I am fairly confident that this company is going to assure corporations that their own code is running on their own computers (ie - to secure datacenter workloads), to allow _you_ (or auditors) to assure that only _your_ asserted code is also running on their rented computers (to secure cloud workloads), or to assure that the code running on _their_ computers is what they say it is, which is actually pretty cool since it lets you use Somebody Else's Computer with some assurance that they aren't spying on you (see: Apple Private Cloud Compute). Maybe they will also try to use this to assert "deep" embedded devices which already lock the user out, although even this seems less likely given that these devices frequently already have such systems in place.

IMO it's pretty clear that this is a server play because the only place where Linux has enough of a foothold to make client / end-user attestation financially interesting is Android, where it already exists. And to me the server play actually gives me more capabilities than I had: it lets me run my code on cloud provided machines and/or use cloud services with some level of assurance that the provider hasn't backdoored me and my systems haven't been compromised.


How can you be "pretty sure" they're going to develop precisely the technology needed to implement DRM but also will never use or allow it to be used by anybody but the lawful owners of the hardware? You can't.

It's like designing new kinds of nerve gas, "quite sure" that it will only ever be in the hands of good guys who aren't going to hurt people with it. That's powerful naïveté. Once you make it, you can't control who has it and what they use it for. There's no take-backsies, that's why it should never be created in the first place.


The technology needed to implement DRM has been there for 20+ years and has already evolved in the space where it makes sense from an "evil" standpoint (if you're on that particular side of the fence - Android client attestation), so someone implementing the flip side that might actually be useful doesn't particularly bother me. I remember the 1990s "cryptography is the weapon of evil" arguments too - it's funny how the tables have turned, but I still believe that in general these useful technologies can help people overall.

The technology already exists and also there is unmet industrial market demand for the technology. Incoherent.

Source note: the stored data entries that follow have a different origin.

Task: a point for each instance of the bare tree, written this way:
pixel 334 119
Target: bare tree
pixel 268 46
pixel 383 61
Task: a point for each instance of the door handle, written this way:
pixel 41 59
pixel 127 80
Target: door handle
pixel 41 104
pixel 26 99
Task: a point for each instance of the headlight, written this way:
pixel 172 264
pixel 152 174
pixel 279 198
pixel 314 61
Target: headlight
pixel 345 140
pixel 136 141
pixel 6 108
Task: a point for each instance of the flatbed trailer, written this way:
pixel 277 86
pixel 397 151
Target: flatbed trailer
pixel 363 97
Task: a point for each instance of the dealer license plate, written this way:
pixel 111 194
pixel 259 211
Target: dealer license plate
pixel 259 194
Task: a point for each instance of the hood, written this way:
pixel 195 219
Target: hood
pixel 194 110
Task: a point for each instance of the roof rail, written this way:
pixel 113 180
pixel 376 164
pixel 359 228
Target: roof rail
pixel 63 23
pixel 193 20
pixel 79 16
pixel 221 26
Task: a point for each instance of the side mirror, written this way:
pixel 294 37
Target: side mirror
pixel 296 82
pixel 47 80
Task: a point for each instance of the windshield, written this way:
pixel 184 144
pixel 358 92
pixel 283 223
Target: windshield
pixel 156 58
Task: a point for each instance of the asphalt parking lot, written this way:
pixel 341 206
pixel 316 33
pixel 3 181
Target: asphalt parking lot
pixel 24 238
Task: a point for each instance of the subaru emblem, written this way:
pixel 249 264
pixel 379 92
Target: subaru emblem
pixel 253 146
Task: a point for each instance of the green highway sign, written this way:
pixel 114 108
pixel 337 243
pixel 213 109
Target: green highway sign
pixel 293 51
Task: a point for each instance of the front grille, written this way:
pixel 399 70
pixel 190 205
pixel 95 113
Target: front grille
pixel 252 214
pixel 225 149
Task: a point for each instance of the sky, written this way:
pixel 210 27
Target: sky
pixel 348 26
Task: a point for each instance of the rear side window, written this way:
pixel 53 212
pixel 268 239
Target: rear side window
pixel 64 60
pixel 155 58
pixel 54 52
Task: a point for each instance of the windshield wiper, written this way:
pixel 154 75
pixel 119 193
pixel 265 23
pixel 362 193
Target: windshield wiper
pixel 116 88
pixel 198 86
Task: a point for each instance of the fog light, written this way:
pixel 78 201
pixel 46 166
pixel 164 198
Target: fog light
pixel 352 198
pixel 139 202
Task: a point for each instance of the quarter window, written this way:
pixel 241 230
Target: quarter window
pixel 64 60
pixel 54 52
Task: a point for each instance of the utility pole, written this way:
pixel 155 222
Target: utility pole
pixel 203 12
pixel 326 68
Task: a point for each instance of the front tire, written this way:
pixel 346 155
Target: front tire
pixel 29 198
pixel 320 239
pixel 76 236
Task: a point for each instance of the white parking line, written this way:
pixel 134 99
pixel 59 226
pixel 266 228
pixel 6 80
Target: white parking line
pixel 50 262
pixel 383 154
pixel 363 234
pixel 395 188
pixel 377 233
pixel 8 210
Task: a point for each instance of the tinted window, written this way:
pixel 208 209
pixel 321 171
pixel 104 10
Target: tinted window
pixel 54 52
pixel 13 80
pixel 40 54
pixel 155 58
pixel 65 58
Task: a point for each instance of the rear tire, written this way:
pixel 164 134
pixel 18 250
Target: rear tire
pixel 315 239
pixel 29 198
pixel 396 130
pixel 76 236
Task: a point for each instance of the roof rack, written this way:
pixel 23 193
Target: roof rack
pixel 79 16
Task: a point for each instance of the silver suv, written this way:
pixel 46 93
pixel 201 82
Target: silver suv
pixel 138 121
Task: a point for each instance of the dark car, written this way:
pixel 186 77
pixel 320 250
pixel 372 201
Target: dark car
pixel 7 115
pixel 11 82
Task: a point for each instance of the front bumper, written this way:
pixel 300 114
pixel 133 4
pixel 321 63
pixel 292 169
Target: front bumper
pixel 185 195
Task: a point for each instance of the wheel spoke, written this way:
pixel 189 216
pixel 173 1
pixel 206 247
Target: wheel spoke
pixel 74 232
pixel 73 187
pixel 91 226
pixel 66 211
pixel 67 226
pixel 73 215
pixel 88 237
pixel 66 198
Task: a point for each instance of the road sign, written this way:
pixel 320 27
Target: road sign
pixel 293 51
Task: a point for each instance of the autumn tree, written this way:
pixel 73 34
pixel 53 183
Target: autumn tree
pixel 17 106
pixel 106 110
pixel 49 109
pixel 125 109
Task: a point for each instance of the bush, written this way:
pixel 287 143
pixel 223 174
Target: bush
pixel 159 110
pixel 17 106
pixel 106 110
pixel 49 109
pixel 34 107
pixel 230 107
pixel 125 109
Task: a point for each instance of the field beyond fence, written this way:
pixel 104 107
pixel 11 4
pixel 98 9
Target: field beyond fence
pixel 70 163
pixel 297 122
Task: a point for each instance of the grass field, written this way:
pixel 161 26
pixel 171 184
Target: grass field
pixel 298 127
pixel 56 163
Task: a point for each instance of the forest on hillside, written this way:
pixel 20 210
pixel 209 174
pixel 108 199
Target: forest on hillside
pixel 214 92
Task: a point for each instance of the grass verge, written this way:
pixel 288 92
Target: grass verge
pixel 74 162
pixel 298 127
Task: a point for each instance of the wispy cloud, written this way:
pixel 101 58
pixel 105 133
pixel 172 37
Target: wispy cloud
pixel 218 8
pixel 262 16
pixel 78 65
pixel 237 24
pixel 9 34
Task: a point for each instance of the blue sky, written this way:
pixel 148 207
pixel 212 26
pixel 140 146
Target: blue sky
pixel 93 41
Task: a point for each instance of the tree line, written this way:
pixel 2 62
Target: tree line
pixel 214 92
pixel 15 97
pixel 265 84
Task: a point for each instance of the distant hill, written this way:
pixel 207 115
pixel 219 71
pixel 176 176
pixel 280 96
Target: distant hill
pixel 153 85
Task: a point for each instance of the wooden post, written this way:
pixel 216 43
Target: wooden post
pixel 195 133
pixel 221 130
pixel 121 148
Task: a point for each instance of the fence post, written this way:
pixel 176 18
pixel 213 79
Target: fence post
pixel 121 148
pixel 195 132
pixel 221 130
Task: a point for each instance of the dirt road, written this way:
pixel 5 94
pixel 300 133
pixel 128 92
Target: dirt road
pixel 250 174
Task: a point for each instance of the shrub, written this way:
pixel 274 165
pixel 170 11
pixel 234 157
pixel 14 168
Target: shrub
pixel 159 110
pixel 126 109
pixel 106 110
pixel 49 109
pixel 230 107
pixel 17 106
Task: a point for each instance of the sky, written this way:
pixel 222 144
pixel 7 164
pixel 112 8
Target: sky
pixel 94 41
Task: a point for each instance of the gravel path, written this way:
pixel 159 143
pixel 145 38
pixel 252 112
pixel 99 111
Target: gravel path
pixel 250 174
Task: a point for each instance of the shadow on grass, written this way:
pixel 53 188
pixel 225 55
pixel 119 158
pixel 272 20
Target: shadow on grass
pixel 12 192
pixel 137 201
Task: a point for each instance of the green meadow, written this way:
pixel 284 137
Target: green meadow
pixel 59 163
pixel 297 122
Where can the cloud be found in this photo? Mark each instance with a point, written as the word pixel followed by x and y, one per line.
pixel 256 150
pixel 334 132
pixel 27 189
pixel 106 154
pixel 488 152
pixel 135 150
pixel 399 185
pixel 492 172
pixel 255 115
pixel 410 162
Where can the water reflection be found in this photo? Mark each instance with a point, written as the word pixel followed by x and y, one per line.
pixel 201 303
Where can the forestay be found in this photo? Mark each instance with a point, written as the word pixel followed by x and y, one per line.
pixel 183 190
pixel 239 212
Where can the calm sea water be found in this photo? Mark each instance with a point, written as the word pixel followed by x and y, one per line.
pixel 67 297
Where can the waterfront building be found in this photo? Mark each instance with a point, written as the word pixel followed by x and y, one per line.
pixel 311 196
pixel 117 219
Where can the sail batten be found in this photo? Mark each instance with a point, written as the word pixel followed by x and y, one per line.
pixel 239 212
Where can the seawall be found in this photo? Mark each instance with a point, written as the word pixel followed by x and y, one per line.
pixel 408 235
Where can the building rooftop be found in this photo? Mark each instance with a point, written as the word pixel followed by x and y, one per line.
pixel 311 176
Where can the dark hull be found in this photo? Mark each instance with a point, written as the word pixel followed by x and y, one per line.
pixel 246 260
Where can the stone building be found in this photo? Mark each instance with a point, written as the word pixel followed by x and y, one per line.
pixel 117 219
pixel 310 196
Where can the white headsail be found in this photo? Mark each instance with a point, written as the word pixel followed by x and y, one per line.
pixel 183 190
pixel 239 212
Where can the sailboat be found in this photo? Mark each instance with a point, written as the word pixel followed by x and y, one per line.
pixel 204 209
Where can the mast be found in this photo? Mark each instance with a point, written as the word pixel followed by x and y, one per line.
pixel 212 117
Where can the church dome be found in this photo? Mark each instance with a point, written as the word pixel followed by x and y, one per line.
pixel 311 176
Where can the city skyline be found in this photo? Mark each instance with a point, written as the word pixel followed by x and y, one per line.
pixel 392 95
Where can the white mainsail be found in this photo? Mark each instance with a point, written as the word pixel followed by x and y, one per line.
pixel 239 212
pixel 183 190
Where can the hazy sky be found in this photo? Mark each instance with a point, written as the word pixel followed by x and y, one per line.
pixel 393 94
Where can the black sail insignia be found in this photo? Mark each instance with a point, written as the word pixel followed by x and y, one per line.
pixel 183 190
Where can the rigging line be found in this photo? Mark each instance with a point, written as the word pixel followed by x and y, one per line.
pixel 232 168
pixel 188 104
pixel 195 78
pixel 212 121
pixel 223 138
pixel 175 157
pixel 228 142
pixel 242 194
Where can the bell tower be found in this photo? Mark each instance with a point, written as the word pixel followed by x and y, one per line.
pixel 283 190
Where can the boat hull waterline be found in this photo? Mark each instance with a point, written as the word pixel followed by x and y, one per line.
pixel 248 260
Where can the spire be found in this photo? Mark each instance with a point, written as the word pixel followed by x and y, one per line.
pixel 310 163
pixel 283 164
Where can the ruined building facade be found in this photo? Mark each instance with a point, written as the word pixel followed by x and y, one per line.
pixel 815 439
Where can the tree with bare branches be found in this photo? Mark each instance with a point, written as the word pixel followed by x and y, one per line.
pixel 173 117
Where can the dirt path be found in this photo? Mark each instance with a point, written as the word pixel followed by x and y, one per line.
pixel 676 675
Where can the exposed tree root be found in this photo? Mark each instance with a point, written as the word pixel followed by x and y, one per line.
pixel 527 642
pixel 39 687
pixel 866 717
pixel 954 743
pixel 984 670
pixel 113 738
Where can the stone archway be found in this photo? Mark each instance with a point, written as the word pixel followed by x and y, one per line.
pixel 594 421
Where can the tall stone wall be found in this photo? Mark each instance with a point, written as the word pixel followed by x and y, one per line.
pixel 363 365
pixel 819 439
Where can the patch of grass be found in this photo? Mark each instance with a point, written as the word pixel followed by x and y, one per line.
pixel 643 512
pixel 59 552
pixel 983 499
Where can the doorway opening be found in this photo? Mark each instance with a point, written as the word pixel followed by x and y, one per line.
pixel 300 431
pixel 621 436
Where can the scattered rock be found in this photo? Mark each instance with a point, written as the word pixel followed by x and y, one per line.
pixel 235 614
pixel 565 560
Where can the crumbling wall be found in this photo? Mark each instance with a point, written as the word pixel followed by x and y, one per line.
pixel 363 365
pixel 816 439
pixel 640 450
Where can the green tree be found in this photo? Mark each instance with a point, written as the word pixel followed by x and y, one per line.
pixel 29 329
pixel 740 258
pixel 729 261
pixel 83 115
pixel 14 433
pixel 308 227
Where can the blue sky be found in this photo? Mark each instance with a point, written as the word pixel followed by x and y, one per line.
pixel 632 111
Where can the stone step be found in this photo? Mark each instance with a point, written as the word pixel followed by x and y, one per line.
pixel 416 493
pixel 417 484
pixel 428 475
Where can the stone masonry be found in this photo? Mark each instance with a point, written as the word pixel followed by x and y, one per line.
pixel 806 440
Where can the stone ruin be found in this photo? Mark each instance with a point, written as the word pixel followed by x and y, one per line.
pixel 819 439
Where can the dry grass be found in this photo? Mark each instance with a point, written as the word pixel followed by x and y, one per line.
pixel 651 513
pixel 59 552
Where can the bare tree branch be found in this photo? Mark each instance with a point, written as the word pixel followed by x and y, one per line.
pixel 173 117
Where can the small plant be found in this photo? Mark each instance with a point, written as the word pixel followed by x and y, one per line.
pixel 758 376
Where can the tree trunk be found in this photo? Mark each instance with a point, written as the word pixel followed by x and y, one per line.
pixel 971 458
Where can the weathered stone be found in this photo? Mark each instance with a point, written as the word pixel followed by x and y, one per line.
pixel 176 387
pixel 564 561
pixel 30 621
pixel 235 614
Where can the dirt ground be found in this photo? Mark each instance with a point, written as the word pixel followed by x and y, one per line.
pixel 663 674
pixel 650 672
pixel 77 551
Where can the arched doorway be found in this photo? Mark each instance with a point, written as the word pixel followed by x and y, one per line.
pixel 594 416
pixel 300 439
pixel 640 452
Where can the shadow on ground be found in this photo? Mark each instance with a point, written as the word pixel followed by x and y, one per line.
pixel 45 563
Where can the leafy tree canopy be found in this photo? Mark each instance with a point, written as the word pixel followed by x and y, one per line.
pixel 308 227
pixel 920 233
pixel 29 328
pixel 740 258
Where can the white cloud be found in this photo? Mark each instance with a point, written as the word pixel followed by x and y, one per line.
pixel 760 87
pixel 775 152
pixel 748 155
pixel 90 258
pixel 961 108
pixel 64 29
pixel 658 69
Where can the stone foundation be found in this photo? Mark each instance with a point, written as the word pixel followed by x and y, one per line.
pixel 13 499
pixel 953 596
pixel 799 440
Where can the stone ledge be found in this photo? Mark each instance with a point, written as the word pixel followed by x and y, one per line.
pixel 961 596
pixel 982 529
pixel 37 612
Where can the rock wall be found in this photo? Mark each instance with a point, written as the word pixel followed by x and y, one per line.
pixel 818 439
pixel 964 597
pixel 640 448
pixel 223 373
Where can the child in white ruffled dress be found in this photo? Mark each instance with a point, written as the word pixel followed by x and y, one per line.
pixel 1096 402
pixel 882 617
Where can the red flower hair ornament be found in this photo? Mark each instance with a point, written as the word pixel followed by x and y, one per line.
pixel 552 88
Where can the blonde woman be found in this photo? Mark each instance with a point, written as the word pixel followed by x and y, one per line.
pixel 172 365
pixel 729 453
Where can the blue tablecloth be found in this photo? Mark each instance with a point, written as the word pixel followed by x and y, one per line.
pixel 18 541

If it already exists as you say, then Lennart should fuck off and find something else to make.

> The technology already exists and also there is unmet industrial market demand for the technology.

The "bad" version, client attestation, is already implemented on Android, and could be implemented elsewhere but is only a parallel concept.

There is unmet industrial market demand for the (IMO) "not so bad / maybe even good" version, server attestation.


> It's like designing new kinds of nerve gas, "quite sure" that it will only ever be in the hands of good guys who aren't going to hurt people with it. That's powerful naïveté. Once you make it, you can't control who has it and what they use it for. There's no take-backsies, that's why it should never be created in the first place.

Interesting choice of analogy, to compare something with the singular purpose to destroy biological entities, to a computing technology that enforces what code is run.

Can you not see there might be positive, non-destructive applications of the latter? Are you the type of person that argues cars shouldn't exist due to their negative impacts while ignoring all the positives?